In an op-ed in The Wall Street Journal, former Treasury Secretary Lawrence Summers revived a debate I’d had with futurist Ray Kurzweil in 2012 about the jobless future.
He echoed the words of Peter Diamandis, who says that we are moving from a history of scarcity to an era of abundance. Then he noted that the technologies that make such abundance possible are allowing production of far more output using far fewer people.Asking the wrong question again. There will not be a "jobless future." There may not even be a future. And that's the good news!
The bad news is that if machines replace enough people (and everything else remains the same) then wages will fall to a low enough level that it will be cheaper to use people to do the work that machines could otherwise do. Of course, everything else won't remain the same.

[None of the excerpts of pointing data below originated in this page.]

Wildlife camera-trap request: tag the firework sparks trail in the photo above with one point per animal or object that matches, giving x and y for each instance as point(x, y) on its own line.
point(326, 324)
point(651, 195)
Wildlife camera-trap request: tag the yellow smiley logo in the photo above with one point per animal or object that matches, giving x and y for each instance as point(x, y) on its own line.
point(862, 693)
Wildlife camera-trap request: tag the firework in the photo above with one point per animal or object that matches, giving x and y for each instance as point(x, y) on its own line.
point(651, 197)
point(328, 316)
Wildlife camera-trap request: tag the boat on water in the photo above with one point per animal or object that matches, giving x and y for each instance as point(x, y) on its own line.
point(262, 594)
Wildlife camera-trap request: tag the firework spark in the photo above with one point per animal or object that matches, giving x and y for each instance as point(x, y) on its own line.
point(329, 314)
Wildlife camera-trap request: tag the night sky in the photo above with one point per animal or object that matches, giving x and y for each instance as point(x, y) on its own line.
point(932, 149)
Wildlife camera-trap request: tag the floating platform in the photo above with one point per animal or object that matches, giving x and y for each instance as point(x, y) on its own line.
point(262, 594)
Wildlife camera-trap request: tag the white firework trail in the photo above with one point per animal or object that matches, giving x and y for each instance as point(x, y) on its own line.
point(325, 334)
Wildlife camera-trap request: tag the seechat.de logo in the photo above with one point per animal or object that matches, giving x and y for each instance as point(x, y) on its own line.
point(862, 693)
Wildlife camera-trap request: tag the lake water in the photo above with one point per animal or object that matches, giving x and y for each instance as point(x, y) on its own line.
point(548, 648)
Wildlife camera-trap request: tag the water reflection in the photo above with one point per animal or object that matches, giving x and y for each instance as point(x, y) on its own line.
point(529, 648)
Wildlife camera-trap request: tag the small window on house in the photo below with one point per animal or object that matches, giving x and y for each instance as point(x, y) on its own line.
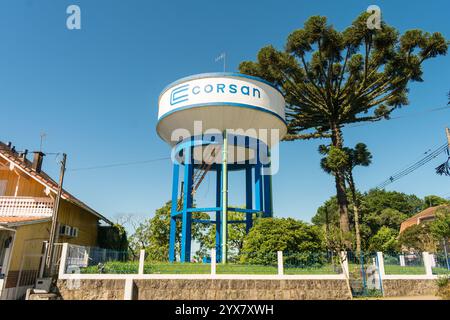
point(3, 187)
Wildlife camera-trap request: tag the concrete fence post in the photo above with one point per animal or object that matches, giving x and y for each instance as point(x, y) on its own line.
point(344, 259)
point(280, 263)
point(213, 261)
point(63, 260)
point(141, 261)
point(427, 263)
point(380, 262)
point(128, 290)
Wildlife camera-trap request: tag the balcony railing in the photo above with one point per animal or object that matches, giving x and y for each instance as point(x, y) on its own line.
point(26, 206)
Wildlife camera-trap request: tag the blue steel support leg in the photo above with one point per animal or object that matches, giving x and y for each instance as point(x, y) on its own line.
point(268, 212)
point(248, 197)
point(258, 183)
point(218, 214)
point(186, 225)
point(173, 219)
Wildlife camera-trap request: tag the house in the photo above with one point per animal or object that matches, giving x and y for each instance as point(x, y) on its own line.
point(27, 197)
point(426, 215)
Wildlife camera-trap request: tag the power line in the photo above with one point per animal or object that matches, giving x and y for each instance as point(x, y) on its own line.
point(124, 164)
point(400, 174)
point(399, 117)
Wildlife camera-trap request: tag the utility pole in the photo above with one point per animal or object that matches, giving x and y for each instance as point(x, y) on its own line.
point(53, 230)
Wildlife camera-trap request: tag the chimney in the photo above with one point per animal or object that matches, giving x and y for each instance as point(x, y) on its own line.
point(37, 161)
point(23, 155)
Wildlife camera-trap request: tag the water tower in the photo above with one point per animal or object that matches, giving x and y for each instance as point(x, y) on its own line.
point(216, 123)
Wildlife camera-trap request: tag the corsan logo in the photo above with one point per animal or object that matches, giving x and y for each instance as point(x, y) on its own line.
point(181, 93)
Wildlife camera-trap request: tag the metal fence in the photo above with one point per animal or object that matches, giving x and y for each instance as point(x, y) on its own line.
point(404, 263)
point(363, 268)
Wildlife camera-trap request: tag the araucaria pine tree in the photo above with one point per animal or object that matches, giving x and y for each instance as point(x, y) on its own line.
point(332, 78)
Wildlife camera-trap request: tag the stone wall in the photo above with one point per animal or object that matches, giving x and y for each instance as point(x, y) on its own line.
point(409, 287)
point(109, 289)
point(209, 289)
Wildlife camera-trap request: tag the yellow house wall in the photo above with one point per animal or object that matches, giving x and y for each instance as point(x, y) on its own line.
point(29, 238)
point(77, 217)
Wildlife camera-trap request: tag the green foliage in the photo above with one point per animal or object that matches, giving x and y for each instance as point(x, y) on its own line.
point(432, 201)
point(378, 208)
point(385, 240)
point(418, 238)
point(270, 235)
point(440, 227)
point(112, 237)
point(333, 78)
point(337, 240)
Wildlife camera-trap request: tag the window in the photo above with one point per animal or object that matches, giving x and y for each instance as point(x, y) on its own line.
point(3, 187)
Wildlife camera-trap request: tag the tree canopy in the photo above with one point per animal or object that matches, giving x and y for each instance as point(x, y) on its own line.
point(332, 78)
point(270, 235)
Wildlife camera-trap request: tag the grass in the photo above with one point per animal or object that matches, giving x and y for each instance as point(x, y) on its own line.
point(131, 267)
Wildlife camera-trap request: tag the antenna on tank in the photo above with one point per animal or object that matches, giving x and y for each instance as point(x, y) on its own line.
point(222, 57)
point(43, 135)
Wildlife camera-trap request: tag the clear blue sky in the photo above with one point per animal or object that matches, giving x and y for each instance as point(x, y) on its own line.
point(94, 92)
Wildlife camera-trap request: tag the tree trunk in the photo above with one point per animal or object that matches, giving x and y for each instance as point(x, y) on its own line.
point(351, 184)
point(336, 139)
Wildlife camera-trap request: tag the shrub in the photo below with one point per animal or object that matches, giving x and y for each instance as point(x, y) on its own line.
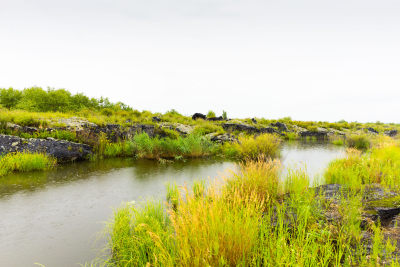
point(24, 162)
point(361, 142)
point(251, 148)
point(206, 127)
point(211, 114)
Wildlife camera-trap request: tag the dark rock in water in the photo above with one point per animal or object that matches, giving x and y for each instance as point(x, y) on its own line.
point(320, 133)
point(156, 119)
point(247, 128)
point(267, 130)
point(391, 133)
point(372, 130)
point(281, 126)
point(113, 132)
point(387, 213)
point(199, 116)
point(215, 118)
point(63, 151)
point(240, 127)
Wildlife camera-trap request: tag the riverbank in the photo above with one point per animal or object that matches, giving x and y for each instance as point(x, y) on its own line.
point(97, 128)
point(255, 218)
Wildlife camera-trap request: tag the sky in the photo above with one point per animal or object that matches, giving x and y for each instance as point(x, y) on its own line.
point(310, 60)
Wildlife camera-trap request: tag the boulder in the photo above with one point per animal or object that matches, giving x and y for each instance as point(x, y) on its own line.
point(63, 151)
point(199, 116)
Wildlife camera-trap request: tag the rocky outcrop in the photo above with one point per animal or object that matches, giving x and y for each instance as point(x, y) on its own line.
point(232, 127)
point(199, 116)
point(220, 118)
point(391, 133)
point(180, 128)
point(281, 126)
point(222, 138)
point(319, 133)
point(113, 132)
point(63, 151)
point(372, 130)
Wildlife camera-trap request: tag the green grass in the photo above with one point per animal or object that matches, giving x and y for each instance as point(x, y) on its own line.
point(380, 165)
point(361, 142)
point(251, 148)
point(143, 146)
point(25, 162)
point(253, 219)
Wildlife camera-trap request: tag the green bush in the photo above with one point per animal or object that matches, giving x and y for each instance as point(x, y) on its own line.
point(361, 142)
point(211, 114)
point(24, 162)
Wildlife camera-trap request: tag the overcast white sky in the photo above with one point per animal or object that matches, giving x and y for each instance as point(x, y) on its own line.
point(311, 60)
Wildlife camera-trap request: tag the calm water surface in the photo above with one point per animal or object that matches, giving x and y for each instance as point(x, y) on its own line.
point(55, 218)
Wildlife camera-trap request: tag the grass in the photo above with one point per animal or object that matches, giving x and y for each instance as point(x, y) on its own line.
point(380, 165)
point(361, 142)
point(143, 146)
point(253, 219)
point(250, 148)
point(25, 162)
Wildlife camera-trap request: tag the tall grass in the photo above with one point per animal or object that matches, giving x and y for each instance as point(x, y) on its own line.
point(361, 142)
point(24, 162)
point(251, 148)
point(253, 219)
point(381, 165)
point(182, 147)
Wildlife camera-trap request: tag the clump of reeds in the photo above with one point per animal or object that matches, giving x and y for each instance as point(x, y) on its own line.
point(251, 148)
point(24, 162)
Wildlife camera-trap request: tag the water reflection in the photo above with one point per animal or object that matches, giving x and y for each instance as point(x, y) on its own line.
point(53, 217)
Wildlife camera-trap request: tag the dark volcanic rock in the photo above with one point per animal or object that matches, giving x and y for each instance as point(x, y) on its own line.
point(281, 126)
point(156, 119)
point(239, 127)
point(247, 128)
point(391, 133)
point(319, 133)
point(63, 151)
point(372, 130)
point(222, 138)
point(199, 116)
point(215, 118)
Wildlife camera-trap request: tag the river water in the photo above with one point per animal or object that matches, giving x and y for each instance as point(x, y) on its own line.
point(56, 218)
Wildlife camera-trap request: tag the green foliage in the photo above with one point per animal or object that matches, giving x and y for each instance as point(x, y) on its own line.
point(10, 97)
point(24, 162)
point(141, 237)
point(155, 148)
point(255, 219)
point(206, 127)
point(224, 115)
point(361, 142)
point(251, 148)
point(211, 114)
point(381, 165)
point(52, 100)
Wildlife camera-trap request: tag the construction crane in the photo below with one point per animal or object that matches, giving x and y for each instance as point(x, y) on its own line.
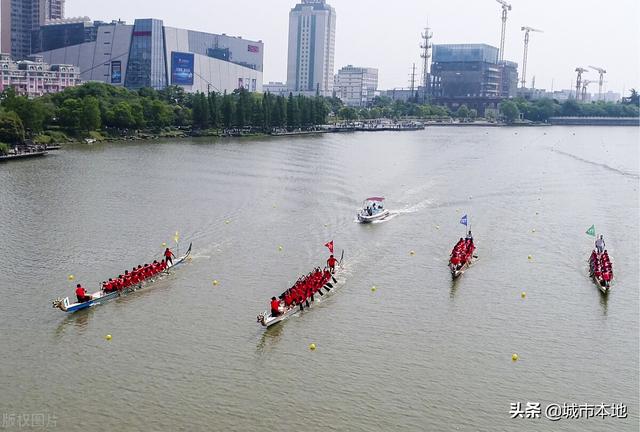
point(526, 31)
point(601, 71)
point(426, 47)
point(580, 71)
point(506, 7)
point(585, 84)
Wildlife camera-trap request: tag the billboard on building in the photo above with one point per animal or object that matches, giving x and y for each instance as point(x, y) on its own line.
point(182, 68)
point(116, 72)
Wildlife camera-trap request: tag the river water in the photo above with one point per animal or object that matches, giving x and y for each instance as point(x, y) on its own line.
point(420, 353)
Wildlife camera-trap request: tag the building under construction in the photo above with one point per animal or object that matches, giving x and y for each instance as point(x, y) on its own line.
point(471, 75)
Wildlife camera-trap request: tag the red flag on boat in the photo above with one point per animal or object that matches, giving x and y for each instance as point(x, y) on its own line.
point(330, 246)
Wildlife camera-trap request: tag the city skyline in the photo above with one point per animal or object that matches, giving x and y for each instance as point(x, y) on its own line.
point(311, 47)
point(571, 38)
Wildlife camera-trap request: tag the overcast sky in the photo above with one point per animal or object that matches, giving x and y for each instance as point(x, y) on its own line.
point(386, 34)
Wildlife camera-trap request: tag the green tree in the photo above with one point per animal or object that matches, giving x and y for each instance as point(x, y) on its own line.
point(633, 99)
point(34, 113)
point(90, 119)
point(69, 114)
point(280, 112)
point(463, 112)
point(215, 116)
point(571, 108)
point(122, 116)
point(227, 110)
point(200, 107)
point(293, 112)
point(266, 111)
point(509, 110)
point(348, 113)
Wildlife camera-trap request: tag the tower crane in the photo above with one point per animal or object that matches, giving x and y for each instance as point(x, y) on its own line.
point(601, 71)
point(585, 84)
point(526, 31)
point(580, 71)
point(506, 7)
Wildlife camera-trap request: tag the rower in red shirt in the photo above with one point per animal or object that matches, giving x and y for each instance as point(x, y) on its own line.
point(288, 299)
point(275, 306)
point(81, 294)
point(168, 254)
point(331, 263)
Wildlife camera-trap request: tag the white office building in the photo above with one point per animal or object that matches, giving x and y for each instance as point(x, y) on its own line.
point(312, 34)
point(356, 86)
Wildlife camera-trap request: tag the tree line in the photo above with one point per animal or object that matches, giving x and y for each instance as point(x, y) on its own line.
point(82, 110)
point(542, 109)
point(78, 111)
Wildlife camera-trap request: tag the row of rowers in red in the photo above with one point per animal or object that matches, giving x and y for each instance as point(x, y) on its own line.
point(462, 250)
point(303, 290)
point(600, 265)
point(130, 278)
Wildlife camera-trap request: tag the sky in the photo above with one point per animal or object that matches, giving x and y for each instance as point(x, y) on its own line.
point(386, 34)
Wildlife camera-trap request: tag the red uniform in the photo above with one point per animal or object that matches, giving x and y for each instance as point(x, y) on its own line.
point(275, 307)
point(81, 294)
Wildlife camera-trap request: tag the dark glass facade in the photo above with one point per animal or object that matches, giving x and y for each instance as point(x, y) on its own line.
point(147, 63)
point(56, 36)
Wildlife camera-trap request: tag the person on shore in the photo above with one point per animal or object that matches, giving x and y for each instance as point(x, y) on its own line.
point(331, 263)
point(168, 256)
point(82, 294)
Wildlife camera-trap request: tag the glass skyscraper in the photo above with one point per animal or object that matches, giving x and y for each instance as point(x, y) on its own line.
point(312, 30)
point(20, 18)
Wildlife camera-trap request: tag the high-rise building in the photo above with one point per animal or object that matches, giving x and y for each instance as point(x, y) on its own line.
point(22, 17)
point(356, 86)
point(468, 74)
point(312, 35)
point(150, 54)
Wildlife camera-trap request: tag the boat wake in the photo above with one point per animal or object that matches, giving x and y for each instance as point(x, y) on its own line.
point(601, 165)
point(416, 207)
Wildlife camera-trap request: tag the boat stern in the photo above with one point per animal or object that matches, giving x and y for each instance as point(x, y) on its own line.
point(61, 303)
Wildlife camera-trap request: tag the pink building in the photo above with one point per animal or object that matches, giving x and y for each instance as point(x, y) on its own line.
point(33, 77)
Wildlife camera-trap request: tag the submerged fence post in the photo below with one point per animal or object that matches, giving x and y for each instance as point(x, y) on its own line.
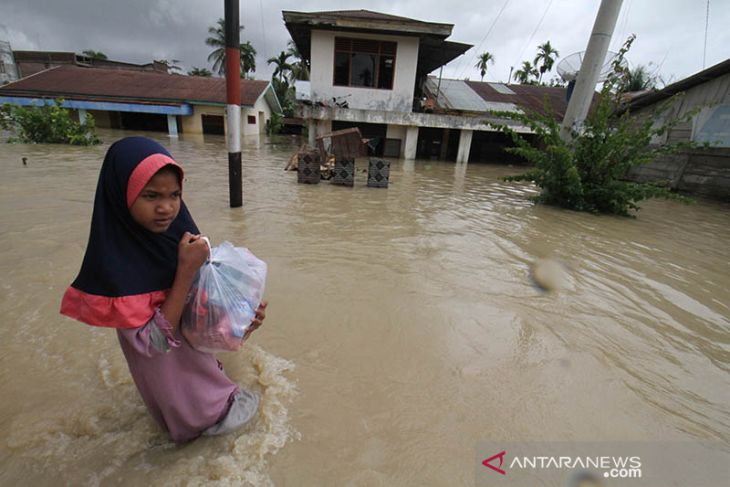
point(233, 99)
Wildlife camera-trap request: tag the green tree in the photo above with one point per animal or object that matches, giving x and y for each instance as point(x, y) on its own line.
point(482, 62)
point(281, 66)
point(300, 66)
point(586, 173)
point(545, 57)
point(200, 72)
point(637, 79)
point(47, 124)
point(217, 40)
point(94, 54)
point(526, 74)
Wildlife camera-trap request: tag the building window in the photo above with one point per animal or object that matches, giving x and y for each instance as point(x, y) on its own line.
point(364, 63)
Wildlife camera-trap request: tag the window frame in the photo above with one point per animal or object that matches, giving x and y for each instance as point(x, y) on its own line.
point(384, 49)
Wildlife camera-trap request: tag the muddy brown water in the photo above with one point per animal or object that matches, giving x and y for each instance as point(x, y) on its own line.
point(403, 327)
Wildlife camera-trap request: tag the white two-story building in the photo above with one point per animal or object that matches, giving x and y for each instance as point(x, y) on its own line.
point(375, 64)
point(370, 70)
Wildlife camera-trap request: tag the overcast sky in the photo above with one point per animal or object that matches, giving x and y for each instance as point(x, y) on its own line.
point(670, 33)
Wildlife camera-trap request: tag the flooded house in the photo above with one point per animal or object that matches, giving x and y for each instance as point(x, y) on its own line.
point(371, 71)
point(140, 99)
point(699, 108)
point(8, 67)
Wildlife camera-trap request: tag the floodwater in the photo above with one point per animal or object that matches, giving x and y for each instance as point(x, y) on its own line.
point(403, 325)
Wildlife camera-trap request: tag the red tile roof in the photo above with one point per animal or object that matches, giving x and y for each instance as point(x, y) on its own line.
point(130, 86)
point(527, 97)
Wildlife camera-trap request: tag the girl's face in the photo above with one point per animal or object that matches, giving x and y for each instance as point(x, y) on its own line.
point(158, 203)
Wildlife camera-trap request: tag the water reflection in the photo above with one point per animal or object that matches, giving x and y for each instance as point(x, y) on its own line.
point(408, 312)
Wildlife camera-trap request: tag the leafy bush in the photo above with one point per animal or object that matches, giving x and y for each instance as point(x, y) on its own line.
point(586, 172)
point(47, 124)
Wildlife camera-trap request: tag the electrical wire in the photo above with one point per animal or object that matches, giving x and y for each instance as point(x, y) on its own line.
point(533, 33)
point(263, 30)
point(489, 31)
point(707, 24)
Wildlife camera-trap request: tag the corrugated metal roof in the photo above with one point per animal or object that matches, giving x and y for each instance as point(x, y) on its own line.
point(501, 88)
point(474, 96)
point(364, 14)
point(131, 85)
point(529, 98)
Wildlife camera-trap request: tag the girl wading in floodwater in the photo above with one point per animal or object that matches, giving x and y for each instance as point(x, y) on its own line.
point(143, 252)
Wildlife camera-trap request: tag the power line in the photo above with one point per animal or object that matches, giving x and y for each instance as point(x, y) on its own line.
point(533, 33)
point(263, 30)
point(476, 51)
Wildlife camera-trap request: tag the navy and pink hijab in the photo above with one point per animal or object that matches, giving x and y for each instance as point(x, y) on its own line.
point(127, 269)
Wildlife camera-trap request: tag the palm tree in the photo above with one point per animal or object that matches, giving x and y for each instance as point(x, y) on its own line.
point(524, 74)
point(217, 40)
point(281, 65)
point(481, 64)
point(172, 67)
point(200, 72)
point(94, 54)
point(300, 66)
point(546, 55)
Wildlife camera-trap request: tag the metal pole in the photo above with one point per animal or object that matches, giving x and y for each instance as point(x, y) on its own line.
point(590, 69)
point(233, 107)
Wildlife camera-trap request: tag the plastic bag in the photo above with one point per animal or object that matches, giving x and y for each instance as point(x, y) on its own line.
point(223, 299)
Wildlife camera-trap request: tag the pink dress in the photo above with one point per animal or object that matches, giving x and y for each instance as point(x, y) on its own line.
point(185, 390)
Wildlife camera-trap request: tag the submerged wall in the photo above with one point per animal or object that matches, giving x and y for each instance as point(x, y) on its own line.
point(703, 172)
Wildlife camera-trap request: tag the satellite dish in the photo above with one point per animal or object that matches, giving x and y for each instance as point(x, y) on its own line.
point(569, 66)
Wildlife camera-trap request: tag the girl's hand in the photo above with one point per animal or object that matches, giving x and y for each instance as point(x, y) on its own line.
point(258, 319)
point(192, 252)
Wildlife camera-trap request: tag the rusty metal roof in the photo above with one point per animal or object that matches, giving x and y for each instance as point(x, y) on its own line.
point(130, 86)
point(529, 98)
point(364, 14)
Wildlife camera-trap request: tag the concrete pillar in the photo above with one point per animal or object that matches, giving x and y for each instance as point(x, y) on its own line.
point(311, 132)
point(409, 153)
point(464, 145)
point(172, 125)
point(590, 69)
point(444, 145)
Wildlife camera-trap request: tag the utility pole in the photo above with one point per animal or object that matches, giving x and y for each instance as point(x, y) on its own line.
point(233, 99)
point(590, 69)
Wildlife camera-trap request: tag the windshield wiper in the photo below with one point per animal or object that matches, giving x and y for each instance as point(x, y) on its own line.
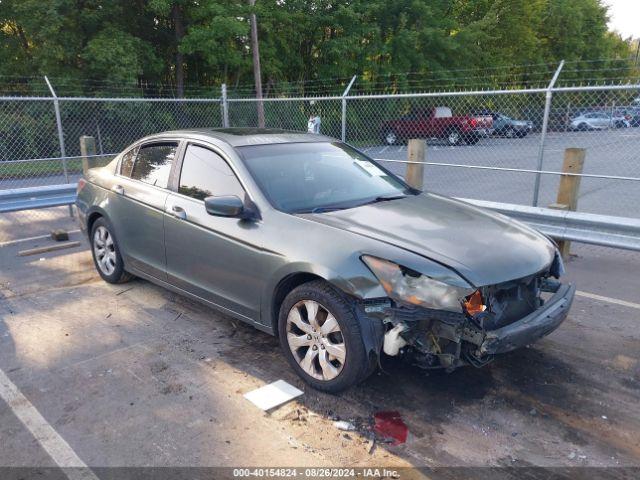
point(332, 208)
point(384, 198)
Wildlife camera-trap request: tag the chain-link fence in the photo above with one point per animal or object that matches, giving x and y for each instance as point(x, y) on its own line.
point(505, 146)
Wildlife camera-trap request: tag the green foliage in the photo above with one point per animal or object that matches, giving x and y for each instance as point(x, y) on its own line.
point(207, 41)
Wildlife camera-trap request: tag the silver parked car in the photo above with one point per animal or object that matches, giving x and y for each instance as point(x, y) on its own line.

When writing about jobless futures, "futurists" seem to forget that using more and more machines requires burning more and more fuel. Burning fuel emits carbon dioxide and requires more and more work to find and get and refine the fuel. Reductio ad absurdum implies that all the fuel and all the work will be expended going after the fuel to enable the process of going after the fuel -- a sort of perpetual inertia machine.
We won't ever get there. But we might travel too far in that direction to allow us to turn back.
Wadhwa makes a suggestion the Sandwichman has long advocated: "The only solution that I see is a shrinking work week. We may perhaps be working for 10 to 20 hours a week instead of the 40 for which we do today." I don't suppose Wadhwa realizes how deeply embedded the antagonism towards this "only solution" is among the high priests of fookerism.